Unvaccinated individuals are no longer required to wear masks in public settings as of March 1, according to updated health guidance from Gov. Gavin Newsom, less than a month after the state removed the mask requirement for vaccinated people.
This announcement came after a series of efforts to reduce pandemic restrictions. With declining cases and hospitalizations across the state, Newsom lifted the mask mandate on Feb. 15 for those who are vaccinated.
As of Feb. 16, San Luis Obispo County no longer requires masks indoors. According to the county’s COVID-19 dashboard, the positivity rate for the virus has fallen from 23.5% to 9.5% since the omicron variant’s peak on Jan. 17. This percentage measures the rate of positive tests over the last seven days for the county.
The county is 73.6% partially vaccinated, meaning county residents five years or older have received at least one dose of the Pfizer of Moderna vaccine, or one dose of the Johnson & Johnson vaccine.
The County also reported 51.2% of the population is boosted, meaning they received a third dose of the Pfizer of Moderna vaccine.
Additionally, California is no longer requiring schools to enforce the mask mandate starting March 12. Instead, the state highly recommends students and faculty wear masks.
On Feb. 18, Cal Poly announced the mask mandate is lifted for fully vaccinated students for all areas of campus other than classrooms, labs, healthcare settings and Mustang Shuttle vehicles.
“Given our very high vaccination and booster rate, combined with the very low rate of coronavirus illness on campus, our consultants believe that it is now safe and prudent to make this change, following the lead of both state and local public health agencies,” Cal Poly President Jeffrey Armstrong said in a campus-wide email.
The school announced in a Feb. 24 email that it will be dropping mask mandates for people with up-to-date vaccinations, including the booster, for spring quarter, including classrooms and labs.
“Although the science suggests that it would be safe to lift the mandate in classrooms sooner, we recognize that changing the protocol mid-quarter may cause unnecessary disruption and confusion for some instructors and students,” Armstrong said in another email to the school.
English freshman Mia Licosti has sent multiple emails to the school on her opinion of the mask mandate.
“Enforcing mask wearing at this point is anti-science and against the freedom we have in the United States,” Licosti told the President’s Office. “I really hope Cal Poly reconsiders this mask mandate as the students here are yearning to communicate and empathize how we once did … Let us live a normal life inside the classroom if we are allowed to outside of the classroom.”
Mechanical engineering junior Isabella Sorensen did not realize masks were no longer required in any campus spaces for the spring quarter. She was taking a leave of absence for the fall and winter quarters for a co-op and was not receiving emails from the school.
“That’s gonna be so wild,” Sorensen said. “I think it will be nice to see people’s faces, but I can’t believe this is happening.”
Business administration junior Harneet Kaur said she believes students should continue wearing masks indoors due to safety concerns.
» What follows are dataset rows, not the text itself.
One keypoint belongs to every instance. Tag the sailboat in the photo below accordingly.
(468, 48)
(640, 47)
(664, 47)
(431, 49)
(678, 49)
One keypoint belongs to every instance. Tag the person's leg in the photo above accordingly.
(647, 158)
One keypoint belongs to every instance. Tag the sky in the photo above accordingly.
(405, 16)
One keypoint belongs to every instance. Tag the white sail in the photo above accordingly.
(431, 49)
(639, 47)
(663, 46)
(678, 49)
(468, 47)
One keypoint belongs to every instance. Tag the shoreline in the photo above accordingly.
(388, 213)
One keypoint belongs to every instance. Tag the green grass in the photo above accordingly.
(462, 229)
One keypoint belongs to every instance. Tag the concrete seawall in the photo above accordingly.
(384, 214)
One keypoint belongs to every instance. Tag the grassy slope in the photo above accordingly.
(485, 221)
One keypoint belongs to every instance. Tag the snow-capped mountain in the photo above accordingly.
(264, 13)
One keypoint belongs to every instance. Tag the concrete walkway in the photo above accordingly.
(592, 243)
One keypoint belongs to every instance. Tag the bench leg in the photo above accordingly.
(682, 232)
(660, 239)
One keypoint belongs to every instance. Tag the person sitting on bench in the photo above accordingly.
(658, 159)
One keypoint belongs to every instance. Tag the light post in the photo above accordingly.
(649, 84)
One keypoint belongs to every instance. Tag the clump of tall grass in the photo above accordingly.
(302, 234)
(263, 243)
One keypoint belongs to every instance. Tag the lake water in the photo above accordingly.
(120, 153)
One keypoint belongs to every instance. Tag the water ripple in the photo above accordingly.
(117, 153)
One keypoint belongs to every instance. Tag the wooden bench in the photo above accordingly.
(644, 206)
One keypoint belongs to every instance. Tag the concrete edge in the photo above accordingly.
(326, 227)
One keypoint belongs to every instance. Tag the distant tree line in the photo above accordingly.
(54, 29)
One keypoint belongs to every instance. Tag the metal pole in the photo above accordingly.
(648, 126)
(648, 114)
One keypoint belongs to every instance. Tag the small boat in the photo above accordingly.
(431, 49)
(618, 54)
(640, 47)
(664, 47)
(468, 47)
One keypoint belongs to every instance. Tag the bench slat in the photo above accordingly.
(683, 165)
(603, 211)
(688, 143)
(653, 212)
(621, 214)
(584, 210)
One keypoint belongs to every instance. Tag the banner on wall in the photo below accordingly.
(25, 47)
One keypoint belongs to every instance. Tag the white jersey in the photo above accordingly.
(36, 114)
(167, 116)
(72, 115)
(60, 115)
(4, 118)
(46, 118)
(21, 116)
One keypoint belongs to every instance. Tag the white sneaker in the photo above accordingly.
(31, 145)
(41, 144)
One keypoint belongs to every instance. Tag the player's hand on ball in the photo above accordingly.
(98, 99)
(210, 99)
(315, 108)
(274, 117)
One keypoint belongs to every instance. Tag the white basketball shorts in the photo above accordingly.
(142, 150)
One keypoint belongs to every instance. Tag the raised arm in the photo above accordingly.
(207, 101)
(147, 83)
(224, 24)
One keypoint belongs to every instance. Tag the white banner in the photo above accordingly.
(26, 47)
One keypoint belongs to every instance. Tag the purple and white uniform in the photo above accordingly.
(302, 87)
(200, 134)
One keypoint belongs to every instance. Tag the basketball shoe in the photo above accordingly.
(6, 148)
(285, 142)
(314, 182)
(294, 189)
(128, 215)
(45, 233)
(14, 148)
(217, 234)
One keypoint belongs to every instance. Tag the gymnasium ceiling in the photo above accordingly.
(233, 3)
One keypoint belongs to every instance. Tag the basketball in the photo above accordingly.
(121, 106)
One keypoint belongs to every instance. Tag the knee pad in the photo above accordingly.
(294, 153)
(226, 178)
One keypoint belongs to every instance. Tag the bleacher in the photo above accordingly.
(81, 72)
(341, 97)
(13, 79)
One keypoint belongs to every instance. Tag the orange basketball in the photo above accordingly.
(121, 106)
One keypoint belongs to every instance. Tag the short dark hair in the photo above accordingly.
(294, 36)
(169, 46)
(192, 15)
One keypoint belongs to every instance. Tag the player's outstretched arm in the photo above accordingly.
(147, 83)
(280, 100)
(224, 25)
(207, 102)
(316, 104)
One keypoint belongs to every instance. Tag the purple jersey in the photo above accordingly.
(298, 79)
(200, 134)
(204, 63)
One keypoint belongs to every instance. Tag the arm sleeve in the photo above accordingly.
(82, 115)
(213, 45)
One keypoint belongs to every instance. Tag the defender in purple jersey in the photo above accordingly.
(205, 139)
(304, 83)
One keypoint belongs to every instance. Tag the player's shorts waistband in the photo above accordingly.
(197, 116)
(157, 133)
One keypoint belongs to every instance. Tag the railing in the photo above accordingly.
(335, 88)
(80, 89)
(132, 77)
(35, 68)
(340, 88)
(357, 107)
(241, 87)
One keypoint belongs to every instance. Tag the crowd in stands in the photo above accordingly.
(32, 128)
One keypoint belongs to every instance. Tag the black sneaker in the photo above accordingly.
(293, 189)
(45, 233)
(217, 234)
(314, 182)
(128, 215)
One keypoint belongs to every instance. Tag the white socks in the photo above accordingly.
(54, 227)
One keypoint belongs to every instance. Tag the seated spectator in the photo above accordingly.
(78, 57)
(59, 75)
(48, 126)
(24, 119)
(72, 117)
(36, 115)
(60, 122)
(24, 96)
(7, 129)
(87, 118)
“I frequently have to drive up to the Bay Area to see and take care of my grandparents,” Kaur said. “Due to their age and health, I am constantly worried about bringing COVID-19 or other sickness to them when I visit. I still take necessary precautions such as staying COVID-19 conscious and getting tested frequently, but I would feel a lot safer if everyone wore masks in indoor settings.”
Even though state policies have changed, this does not affect federal policies. State residents are still required to wear masks in high transmission settings, like public transit, emergency shelters, health care settings, correctional facilities, homeless shelters and long-term care facilities.